Le gouvernement de Joe Biden a lancé un programme de subventions massif des énergies vertes dans le but de réduire de moitié les émissions du pays d’ici 2035 et d’atteindre la neutralité carbone en 2050. L’Inflation Reduction Act (IRA) a tout juste une année d’existence. Les chercheurs ont fait tourner leurs modèles et arrivent à une conclusion importante. À lui seul, ce soutien massif aux énergies et aux technologies propres permettra aux États-Unis de frôler leur objectif de 2035; les émissions de gaz à effet serre devraient diminuer de 43 à 48% avec un degré de certitude élevé. Et, espoir, la neutralité carbone pourrait intervenir plutôt qu’envisagée!

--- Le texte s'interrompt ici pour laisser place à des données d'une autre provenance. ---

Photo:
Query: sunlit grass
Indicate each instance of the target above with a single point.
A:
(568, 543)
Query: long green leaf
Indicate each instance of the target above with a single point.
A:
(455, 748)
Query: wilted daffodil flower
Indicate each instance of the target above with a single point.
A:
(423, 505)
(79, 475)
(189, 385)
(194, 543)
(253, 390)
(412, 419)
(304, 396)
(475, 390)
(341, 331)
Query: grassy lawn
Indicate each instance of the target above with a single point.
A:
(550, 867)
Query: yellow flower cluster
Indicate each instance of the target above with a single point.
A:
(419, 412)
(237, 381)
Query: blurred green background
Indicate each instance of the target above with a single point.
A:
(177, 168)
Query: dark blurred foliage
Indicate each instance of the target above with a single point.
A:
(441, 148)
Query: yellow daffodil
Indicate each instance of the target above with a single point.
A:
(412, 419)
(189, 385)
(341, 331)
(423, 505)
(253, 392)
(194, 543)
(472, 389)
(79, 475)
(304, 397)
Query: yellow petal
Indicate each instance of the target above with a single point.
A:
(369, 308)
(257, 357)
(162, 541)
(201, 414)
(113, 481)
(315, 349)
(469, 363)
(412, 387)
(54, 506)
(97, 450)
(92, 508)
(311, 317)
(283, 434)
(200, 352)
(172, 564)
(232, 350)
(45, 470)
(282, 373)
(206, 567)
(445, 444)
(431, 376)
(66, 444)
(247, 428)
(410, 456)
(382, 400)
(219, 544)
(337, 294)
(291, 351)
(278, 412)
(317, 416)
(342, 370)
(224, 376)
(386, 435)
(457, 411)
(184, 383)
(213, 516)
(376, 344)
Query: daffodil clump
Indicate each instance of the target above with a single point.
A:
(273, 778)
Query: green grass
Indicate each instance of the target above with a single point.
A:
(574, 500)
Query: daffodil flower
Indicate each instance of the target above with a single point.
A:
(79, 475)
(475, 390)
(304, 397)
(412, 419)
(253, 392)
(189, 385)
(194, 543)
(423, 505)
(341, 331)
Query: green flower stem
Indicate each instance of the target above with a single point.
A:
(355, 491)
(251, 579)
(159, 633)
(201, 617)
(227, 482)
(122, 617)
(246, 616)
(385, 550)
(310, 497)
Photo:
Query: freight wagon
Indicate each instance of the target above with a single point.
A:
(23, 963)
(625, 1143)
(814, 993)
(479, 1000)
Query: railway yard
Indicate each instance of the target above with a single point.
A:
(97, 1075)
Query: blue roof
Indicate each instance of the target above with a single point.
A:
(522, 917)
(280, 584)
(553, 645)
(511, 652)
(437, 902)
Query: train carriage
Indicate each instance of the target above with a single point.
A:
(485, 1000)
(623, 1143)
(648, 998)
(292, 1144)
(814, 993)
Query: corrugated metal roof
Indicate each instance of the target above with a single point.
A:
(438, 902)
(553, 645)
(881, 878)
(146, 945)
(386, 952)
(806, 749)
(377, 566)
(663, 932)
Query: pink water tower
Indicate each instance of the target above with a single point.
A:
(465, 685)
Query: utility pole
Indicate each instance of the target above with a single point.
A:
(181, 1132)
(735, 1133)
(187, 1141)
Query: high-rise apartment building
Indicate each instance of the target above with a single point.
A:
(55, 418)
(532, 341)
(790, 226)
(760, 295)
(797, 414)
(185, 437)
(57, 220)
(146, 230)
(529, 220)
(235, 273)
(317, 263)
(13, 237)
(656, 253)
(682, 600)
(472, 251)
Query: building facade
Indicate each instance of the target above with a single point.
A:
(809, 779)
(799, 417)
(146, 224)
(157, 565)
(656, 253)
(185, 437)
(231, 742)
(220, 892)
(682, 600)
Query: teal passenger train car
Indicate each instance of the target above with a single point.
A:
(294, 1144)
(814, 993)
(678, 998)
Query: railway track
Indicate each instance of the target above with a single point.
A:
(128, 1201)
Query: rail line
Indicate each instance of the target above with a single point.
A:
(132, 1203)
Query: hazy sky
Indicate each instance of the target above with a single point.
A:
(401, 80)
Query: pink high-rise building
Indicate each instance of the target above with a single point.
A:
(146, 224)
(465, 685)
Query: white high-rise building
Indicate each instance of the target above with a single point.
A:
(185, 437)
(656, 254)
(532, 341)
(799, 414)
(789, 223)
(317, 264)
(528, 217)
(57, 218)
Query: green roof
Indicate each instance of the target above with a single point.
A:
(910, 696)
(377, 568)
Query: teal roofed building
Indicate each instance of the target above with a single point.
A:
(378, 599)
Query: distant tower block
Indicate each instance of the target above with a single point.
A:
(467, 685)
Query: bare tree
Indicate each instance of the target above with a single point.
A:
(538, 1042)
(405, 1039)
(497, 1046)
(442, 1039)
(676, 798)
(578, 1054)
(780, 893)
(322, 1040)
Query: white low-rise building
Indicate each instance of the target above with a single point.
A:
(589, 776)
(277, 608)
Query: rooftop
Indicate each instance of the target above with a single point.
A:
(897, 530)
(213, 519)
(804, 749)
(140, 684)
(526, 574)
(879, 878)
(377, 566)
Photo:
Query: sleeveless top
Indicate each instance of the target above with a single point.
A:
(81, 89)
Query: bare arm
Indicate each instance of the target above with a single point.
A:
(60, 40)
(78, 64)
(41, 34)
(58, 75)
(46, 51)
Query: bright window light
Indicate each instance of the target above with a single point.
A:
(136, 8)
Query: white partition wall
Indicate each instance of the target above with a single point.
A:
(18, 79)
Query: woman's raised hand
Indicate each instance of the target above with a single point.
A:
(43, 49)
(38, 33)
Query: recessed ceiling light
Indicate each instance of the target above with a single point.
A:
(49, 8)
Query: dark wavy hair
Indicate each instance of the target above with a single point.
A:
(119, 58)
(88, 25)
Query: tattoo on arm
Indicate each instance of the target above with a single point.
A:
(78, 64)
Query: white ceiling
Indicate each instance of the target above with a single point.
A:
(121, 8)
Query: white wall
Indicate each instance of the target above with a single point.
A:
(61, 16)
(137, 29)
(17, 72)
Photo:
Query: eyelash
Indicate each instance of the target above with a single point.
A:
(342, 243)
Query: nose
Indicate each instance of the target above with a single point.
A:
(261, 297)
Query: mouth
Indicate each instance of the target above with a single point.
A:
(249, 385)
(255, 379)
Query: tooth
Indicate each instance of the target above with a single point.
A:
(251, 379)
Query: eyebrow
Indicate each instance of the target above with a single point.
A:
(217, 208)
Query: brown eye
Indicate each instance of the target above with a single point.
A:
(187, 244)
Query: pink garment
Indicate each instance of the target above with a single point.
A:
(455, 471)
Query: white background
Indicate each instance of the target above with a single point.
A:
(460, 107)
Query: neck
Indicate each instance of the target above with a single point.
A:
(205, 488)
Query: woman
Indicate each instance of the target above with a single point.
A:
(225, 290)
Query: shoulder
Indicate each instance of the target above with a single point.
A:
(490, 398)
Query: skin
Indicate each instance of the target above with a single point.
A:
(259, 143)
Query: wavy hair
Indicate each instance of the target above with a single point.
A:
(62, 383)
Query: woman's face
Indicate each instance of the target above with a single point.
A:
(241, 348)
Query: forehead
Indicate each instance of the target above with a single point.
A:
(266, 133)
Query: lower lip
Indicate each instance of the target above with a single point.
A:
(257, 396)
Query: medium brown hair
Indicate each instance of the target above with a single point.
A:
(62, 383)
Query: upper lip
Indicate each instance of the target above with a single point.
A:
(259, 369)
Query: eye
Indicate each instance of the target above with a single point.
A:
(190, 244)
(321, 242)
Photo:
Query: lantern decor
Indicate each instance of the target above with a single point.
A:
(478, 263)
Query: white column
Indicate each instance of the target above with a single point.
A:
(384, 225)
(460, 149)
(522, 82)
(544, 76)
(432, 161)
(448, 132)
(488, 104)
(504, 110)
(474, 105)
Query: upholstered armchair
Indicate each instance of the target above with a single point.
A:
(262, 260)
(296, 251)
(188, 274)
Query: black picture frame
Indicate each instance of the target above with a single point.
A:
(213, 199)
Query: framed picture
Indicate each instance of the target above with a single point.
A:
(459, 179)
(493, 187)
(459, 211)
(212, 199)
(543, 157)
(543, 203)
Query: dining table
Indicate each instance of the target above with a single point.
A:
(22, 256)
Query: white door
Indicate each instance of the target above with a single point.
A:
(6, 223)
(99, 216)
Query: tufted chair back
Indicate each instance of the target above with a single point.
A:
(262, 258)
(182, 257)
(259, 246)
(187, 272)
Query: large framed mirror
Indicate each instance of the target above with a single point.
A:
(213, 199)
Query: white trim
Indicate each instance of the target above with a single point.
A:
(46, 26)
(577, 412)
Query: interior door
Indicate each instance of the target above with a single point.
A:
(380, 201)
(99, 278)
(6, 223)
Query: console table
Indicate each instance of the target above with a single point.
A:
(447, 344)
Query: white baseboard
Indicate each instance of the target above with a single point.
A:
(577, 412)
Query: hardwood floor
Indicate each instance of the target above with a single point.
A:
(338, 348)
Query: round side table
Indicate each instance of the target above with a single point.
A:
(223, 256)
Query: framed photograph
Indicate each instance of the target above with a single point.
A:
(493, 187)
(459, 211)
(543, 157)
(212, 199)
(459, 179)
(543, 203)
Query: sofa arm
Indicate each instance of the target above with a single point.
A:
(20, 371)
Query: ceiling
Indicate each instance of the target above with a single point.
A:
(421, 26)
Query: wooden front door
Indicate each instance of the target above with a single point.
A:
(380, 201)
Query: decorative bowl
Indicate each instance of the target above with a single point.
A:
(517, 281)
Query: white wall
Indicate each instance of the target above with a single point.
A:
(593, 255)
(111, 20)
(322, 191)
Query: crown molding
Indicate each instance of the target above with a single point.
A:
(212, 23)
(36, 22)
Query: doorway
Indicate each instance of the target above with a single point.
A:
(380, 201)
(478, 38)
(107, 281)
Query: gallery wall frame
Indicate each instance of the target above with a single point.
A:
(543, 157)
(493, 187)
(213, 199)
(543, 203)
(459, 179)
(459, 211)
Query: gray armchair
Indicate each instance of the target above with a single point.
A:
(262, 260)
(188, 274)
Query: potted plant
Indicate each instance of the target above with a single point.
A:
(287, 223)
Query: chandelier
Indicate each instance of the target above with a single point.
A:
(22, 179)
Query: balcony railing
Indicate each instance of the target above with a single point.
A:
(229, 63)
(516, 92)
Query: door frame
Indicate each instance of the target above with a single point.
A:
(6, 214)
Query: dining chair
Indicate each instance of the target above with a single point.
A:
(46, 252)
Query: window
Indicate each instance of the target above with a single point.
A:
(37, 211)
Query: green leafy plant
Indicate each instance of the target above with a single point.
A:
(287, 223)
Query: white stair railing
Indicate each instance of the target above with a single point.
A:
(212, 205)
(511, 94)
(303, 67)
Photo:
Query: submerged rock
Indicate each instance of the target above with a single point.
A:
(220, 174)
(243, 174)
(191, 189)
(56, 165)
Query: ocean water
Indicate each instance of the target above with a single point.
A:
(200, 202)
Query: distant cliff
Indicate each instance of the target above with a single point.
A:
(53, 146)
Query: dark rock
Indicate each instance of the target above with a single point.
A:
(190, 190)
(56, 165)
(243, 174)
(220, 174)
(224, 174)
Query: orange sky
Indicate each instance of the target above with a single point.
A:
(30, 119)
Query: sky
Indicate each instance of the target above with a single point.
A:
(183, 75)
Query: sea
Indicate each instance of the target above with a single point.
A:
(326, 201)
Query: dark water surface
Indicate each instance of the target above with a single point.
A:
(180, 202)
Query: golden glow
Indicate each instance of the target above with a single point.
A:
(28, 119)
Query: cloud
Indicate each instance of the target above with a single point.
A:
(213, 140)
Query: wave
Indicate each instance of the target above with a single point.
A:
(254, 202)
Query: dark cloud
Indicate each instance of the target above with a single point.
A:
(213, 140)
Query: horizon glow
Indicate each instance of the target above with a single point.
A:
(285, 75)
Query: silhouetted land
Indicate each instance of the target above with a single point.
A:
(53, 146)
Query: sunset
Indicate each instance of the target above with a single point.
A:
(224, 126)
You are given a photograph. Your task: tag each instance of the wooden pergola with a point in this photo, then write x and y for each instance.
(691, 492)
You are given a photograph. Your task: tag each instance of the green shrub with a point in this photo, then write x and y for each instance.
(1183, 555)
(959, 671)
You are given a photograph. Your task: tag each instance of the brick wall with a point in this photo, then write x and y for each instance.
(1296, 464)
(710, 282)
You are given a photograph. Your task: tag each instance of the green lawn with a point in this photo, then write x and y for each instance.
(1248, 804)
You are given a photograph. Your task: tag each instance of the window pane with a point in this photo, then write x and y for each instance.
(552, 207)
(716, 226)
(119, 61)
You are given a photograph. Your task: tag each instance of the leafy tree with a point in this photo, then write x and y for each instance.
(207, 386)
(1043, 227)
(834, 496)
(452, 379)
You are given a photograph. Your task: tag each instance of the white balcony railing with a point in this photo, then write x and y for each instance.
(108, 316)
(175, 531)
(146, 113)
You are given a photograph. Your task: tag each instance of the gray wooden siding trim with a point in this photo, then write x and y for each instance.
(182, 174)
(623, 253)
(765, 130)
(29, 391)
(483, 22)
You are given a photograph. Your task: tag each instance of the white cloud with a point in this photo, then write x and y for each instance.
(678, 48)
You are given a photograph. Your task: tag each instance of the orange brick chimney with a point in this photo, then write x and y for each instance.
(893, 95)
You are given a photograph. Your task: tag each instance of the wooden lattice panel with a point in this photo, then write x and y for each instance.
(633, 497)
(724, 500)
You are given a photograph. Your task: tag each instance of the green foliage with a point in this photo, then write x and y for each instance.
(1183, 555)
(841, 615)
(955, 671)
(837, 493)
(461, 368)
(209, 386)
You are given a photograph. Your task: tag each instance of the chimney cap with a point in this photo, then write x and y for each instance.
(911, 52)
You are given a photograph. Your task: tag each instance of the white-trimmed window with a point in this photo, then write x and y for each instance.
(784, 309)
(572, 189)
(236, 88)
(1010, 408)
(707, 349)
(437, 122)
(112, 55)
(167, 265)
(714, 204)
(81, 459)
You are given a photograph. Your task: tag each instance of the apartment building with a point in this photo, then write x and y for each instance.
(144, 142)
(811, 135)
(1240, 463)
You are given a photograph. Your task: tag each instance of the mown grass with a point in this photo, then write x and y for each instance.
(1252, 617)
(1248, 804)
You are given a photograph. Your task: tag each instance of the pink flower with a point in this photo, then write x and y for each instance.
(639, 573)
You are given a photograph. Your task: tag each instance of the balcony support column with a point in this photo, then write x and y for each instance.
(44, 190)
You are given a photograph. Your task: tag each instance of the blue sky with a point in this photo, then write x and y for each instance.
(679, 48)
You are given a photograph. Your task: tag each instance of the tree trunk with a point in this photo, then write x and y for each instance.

D’autres mesures seront toutefois nécessaires pour remplir les objectifs fixés mais les États-Unis s’en rapprochent. Et cela sans prendre en compte d’éventuelles ruptures technologiques par nature imprévisibles, ni une relance du nucléaire. C’est évidemment dans l’énergie et les transports que les progrès sont les plus spectaculaires, avec la mort du charbon, la baisse de la consommation des hydrocarbures fossiles et l’expansion très rapide des énergies renouvelables. Élément important: le coût social, comprenant les coûts économiques et les bienfaits liés à la baisse de la pollution, sera positif pour les ménages américains qui verront leur facture baisser dans une fourchette de 13 à 190 dollars par année.

Élément important: le coût social, comprenant les coûts économiques et les bienfaits liés à la baisse de la pollution, sera positif pour les ménages américains qui verront leur facture baisser dans une fourchette de 13 à 190 dollars par année.

La conclusion des chercheurs? Le programme de Joe Biden est efficace. Mais, avertissent-ils, l’ampleur du progrès dépendra de facteurs qui ne peuvent pas encore être évalués avec une plus grande précision tant que l’on ne connaît pas le prix de la tonne carbone, l’aiguillon décisif pour inciter les consommateurs et l’industrie à adopter des technologies propres et sobres. À noter que, sans le plan Biden, les émissions des États-Unis ne baisseraient que de 25%. Des études récentes montrent également que la Chine devrait parvenir plus tôt que prévu à stabiliser et à diminuer ses émissions de gaz à effet de serre d’ici à 2030. Autre fait réconfortant, l’Inde, le pays devenu le plus peuplé de la planète et le plus réticent à réduire ses émissions de gaz à effet de serre au moment où son taux de croissance atteint un rythme de croisière permettant de réduire la pauvreté, semble décidée à réduire sa dépendance au pétrole et au charbon. La petite Suisse, direz-vous? Elle n’atteint pas ses objectifs mais peut toujours y parvenir, à condition d’accélérer le pas.

En conclusion, le réchauffement climatique doit inciter à davantage d’efforts mais en aucun cas il ne justifie le défaitisme, devenu viral chez beaucoup. Notamment parmi les jeunes qui, selon une étude menée auprès de 10’000 d’entre eux dans 10 pays, montrent que 56% considèrent que «l’humanité est condamnée» et 76% jugent «l’avenir effrayant». Certes, nous ne sommes encore pas dans les clous avec une trajectoire qui pointe toujours vers les + 2,7 °C. Les projections (sans efforts supplémentaires) nous maintiennent dans une zone dangereuse (celle du dérèglement climatique). Mais l’exemple américain prouve que tout peut changer rapidement. Même la Suisse avec sa part de 0,09% des émissions mondiales peut contribuer à gagner cet effort collectif. Elle le doit d’autant plus que l’historique de ses émissions la place parmi les grands détracteurs du climat.